The conventional wisdom holds that whatever the reason white, lower-educated parts of the Midwest swung to President Donald Trump — be it economic frustration or racial grievances — it will be the fate of the economy that makes or breaks Trump's re-election bid in 2020. If the economy continues on its upward trajectory, the thinking goes, Trump will pull off a win, and that if it crashes, which some people are worried is in the cards, the blue-collar areas that rolled the dice on him will throw him out.

But this isn't necessarily the case. In fact, according to Michigan economist John Austin, it might actually be the other way around.

"Contrary to the perception that a rebounding economy will work to the president's benefit, there is growing evidence in Michigan and throughout the Rust Belt that metro areas that are bouncing back — and there are a bunch — are turning blue again," wrote Austin in Politico. "Indeed, communities that continue to flounder — and unfortunately there are still many of those, too —are likely to double down on Trumpism.

Austin noted that the two Michigan congressional districts that supported Trump in 2016 but flipped to Democrats in 2018 are both home to fast-growing, economically booming communities.

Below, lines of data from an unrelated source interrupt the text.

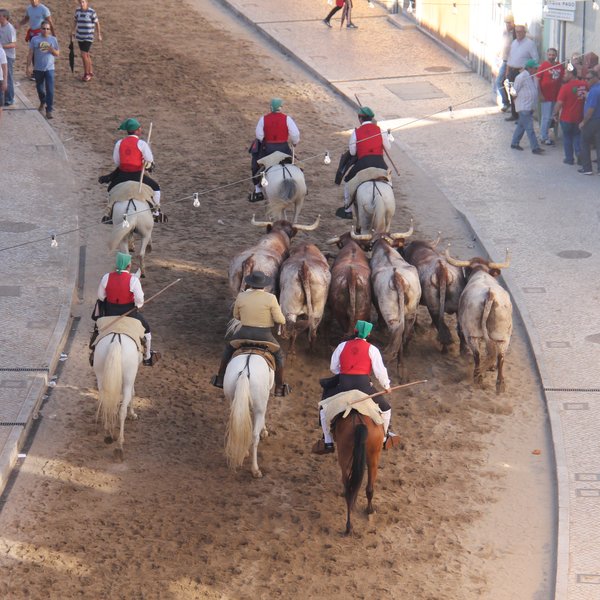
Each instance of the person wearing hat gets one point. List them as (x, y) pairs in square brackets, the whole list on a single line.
[(525, 95), (258, 312), (508, 36), (351, 363), (121, 292), (274, 131), (130, 154), (367, 143), (522, 49)]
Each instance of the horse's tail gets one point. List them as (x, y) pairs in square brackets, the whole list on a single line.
[(109, 395), (239, 429), (359, 460)]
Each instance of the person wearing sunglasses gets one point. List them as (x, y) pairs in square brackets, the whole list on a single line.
[(43, 50)]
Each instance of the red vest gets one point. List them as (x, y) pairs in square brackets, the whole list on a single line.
[(130, 156), (117, 288), (276, 131), (355, 359), (369, 140)]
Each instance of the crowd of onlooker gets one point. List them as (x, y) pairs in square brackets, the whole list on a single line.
[(567, 93), (43, 49)]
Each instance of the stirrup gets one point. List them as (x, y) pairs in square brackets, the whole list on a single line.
[(154, 358), (217, 381), (282, 390)]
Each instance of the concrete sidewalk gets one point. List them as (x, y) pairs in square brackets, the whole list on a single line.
[(542, 209), (37, 280)]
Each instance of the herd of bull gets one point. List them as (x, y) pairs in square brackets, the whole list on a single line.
[(396, 278)]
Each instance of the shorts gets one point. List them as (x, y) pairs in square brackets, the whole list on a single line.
[(84, 46)]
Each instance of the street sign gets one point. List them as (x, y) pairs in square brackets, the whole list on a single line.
[(561, 10)]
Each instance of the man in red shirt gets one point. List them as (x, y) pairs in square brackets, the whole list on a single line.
[(550, 75), (569, 108), (352, 363)]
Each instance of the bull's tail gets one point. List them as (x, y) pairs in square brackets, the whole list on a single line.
[(395, 347), (444, 336), (247, 268), (304, 275)]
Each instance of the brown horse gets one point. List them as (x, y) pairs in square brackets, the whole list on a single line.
[(359, 442)]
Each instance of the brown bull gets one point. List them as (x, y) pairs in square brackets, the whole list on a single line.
[(441, 285), (484, 315), (304, 282), (266, 255), (396, 291), (350, 289)]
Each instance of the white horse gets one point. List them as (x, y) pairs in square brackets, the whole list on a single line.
[(247, 383), (116, 361), (129, 217), (286, 188), (375, 206)]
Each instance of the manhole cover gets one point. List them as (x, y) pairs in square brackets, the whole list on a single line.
[(438, 69), (417, 90), (16, 227), (574, 254)]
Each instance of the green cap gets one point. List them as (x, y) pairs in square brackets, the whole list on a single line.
[(276, 104), (365, 111), (123, 261), (129, 125), (363, 329)]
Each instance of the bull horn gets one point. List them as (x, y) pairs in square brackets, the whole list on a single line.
[(455, 262), (400, 236), (309, 227), (260, 223), (503, 265), (361, 237)]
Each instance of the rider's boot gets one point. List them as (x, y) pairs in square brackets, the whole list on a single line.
[(151, 357), (391, 439), (281, 388)]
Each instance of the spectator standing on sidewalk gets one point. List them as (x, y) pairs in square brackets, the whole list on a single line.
[(85, 22), (550, 76), (43, 49), (569, 109), (521, 50), (590, 125), (508, 37), (8, 41), (525, 96)]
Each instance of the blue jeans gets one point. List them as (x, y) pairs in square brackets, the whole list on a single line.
[(9, 97), (571, 140), (525, 125), (546, 117), (44, 83), (500, 84)]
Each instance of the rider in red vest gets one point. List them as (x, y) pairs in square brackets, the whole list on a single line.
[(121, 291), (130, 154), (273, 131), (368, 144), (352, 363)]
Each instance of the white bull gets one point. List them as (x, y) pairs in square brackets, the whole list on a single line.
[(304, 281), (396, 292), (485, 315)]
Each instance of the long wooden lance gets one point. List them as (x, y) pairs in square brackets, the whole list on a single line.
[(146, 302), (392, 389), (384, 149), (144, 162)]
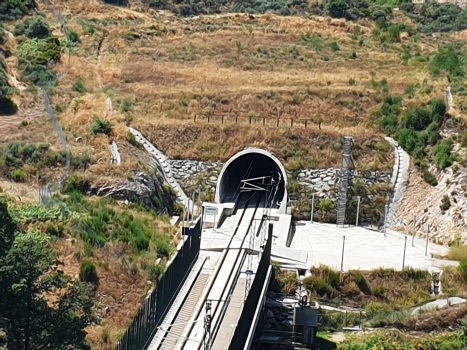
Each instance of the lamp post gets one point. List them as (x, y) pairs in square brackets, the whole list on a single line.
[(427, 238), (342, 260), (385, 217), (312, 207), (403, 259), (358, 209)]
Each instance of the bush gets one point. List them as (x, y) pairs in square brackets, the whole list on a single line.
[(337, 8), (101, 126), (335, 46), (379, 291), (38, 28), (447, 60), (318, 285), (457, 253), (81, 162), (351, 289), (105, 336), (75, 183), (373, 309), (430, 178), (73, 36), (79, 86), (444, 157), (132, 140), (88, 250), (87, 272), (51, 231), (17, 175), (462, 268), (155, 272), (127, 106), (445, 203), (394, 33), (134, 268), (359, 280)]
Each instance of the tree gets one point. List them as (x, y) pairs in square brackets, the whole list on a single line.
[(33, 321), (337, 8)]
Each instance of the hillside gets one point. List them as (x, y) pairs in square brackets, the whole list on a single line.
[(202, 82)]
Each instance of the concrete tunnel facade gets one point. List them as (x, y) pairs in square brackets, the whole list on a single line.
[(247, 164)]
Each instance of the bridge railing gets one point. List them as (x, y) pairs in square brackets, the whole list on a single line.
[(249, 309), (143, 327)]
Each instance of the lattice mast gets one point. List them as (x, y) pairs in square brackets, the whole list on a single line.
[(344, 181)]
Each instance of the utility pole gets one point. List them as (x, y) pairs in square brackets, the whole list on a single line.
[(358, 210), (312, 207), (385, 217), (193, 206), (342, 261), (403, 259), (199, 197), (427, 238)]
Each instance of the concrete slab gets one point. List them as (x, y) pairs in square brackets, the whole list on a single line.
[(364, 249)]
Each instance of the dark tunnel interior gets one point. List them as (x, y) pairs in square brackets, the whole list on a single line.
[(249, 166)]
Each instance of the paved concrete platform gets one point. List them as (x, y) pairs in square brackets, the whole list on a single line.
[(364, 249)]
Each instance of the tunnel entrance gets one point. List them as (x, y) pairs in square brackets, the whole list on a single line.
[(259, 165)]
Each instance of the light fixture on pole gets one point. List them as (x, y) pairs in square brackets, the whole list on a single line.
[(358, 209), (385, 217)]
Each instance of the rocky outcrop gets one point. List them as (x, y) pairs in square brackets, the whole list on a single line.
[(140, 188)]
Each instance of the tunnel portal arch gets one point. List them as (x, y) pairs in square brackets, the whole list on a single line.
[(251, 163)]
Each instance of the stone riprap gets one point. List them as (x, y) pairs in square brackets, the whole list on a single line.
[(322, 180), (191, 172)]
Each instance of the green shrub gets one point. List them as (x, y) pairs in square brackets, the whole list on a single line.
[(335, 46), (51, 230), (444, 156), (379, 291), (394, 33), (75, 183), (81, 162), (373, 309), (359, 280), (134, 268), (17, 175), (430, 178), (88, 250), (101, 126), (445, 203), (127, 106), (73, 36), (87, 272), (105, 336), (462, 268), (155, 272), (318, 285), (447, 60), (38, 28), (79, 86)]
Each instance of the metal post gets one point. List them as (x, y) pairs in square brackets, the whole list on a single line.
[(385, 217), (188, 210), (342, 261), (312, 207), (358, 209), (427, 238), (193, 206), (403, 259), (199, 197)]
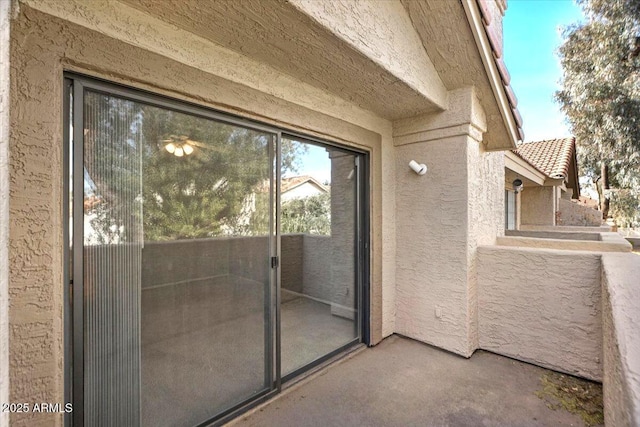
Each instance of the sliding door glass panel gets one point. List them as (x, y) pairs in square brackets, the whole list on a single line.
[(319, 309), (177, 241)]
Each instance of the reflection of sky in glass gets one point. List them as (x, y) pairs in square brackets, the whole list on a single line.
[(314, 162)]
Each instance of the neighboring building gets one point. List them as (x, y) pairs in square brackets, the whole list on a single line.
[(301, 187), (186, 331), (550, 190)]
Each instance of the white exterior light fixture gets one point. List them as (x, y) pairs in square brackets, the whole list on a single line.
[(419, 168)]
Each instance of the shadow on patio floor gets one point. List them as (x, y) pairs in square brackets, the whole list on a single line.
[(401, 382)]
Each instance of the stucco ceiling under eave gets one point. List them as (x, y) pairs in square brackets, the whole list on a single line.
[(283, 36), (449, 42)]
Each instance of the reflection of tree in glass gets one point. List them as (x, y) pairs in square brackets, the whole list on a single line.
[(199, 194), (307, 215), (204, 193)]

"There are many communities in the Rust Belt that have found ways to transition away from the single-industry model, be it cars or steel, that sustained them for so much of the 20th century," wrote Austin. "No longer is Minneapolis the Flour City, Pittsburgh the Steel City, or Cincinnati 'Porkopolis' (a nod to its history as a slaughterhouse center)—but diverse, dynamic urban entrepots. Among smaller cities, Akron, Ohio lost its title as 'Rubber Capital of the World' but has found purchase with a revitalized downtown and growth in emerging polymers/plastics, advanced manufacturing industries, and as a transportation/logistics cross-roads."

"What these communities have in common, aside from better job prospects, is a generally more forward-looking view that is less responsive to Trump's economic nostalgia," continued Austin. "They also tend to be younger (thanks to colleges and universities and their ability to draw newcomers), as well as more ethnically diverse. These voters are more focused on basic kitchen table issues (good schools, affordable higher education, health care, decent roads) and less inclined to reward nativism and economic nationalism."

While none of this suggests that an economic crash would be inherently good for Trump, it does suggest that the places where the economy is strongest are the places that have rejected Trumpism — which means that it could be harder for Trump to win on an economic message than it might first appear.